Our projects

What we do, why we do it, where we do it.

Ongoing projects

Evolutionary Ecology of Ageing
We study biology of aging at two time scales: individual lifespan and evolution.

The how of aging: We strive to mechanistically describe the changes that occur as individuals transition from being fit adults to more frail and eventually diseased. We explore how genetics and ecology affect aging at individual level.

The why of aging: We study the evolutionary causes underlying lifespan and aging phenotypes of species in nature. We explore how natural selection and neutral evolution contribute to the emergence of genetic variants causing long or short lifespan, slow or rapid aging.

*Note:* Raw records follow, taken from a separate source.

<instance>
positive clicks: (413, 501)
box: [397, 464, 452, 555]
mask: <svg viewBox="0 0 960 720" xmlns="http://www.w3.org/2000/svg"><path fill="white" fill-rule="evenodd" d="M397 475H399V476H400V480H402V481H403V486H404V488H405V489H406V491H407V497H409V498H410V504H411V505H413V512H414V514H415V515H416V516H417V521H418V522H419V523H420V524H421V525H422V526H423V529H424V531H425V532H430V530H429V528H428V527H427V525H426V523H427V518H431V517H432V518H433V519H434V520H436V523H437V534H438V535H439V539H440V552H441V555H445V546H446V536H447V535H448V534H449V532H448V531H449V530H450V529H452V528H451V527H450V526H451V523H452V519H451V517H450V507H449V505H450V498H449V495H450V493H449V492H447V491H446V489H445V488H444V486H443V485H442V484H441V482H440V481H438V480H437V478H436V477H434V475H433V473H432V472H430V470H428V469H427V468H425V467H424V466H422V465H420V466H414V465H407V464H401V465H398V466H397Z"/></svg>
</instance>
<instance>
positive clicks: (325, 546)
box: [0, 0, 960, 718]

Our work is highly multi-disciplinary and we use a combination of approaches, including molecular biology, comparative genomics, population genetics, computer simulations and experimental interventions.

Microbiome and aging
We explore the complex host-microbiome crosstalk during aging. We study whether and how hosts select their own microbiome community and how the microbiome, in turn, affects host phenotypes, including defense from pathogens, aging and lifespan. We ask whether commensal microbial taxa evolve into novel strains in the timescale of host aging and whether microbial evolution in turn exacerbates systemic aging and pathology.

Immune system
We are interested in the evolution of the adaptive immune system among closely-related killifish species in relation to the gain or loss of specific antibody classes, such as the fish “mucosal” IgZ/T. We study aging in the immune system, with a focus on clonal B cell diversity and on the impact of somatic mutations on B cell function. We investigate the role of adaptive immunity in the establishment of host-specific commensal microbial consortia and we study how aging of the immune system affects age-dependent shifts in microbiome composition.

African killifish

Our lab builds tools and protocols that help establish African killifish as a model of vertebrate aging, in order to fill the gap between experimentally short-lived invertebrates, such as C. elegans and Drosophila, and longer-lived vertebrate model organisms, such as mice and naked mole-rats.
By studying killifish, we seek to understand the molecular, cellular and physiological changes that occur during aging in vertebrates. We are broadly interested in the genomic basis for species-specific adaptations in killifish and we investigate the evolutionary basis for the natural diversity of adult lifespan across species within this group of fish. To explore phenotype and genome evolution in killifish, we sequenced and assembled several killifish genomes, available for anyone to browse on our killifish genome browser.


Our main model system for experimental and field work is the African turquoise killifish (Nothobranchius furzeri), the shortest-lived vertebrate species bred in captivity. Turquoise killifish are naturally short-lived and recapitulate several aspects of human aging, including cancer, inflammation and dysbiosis.

Field research

We conduct field research in the Gonarezhou National Park in Zimbabwe, which hosts natural populations of turquoise killifish.


We study killifish in their natural habitat, mapping their distribution, ecology, demography and population genetics.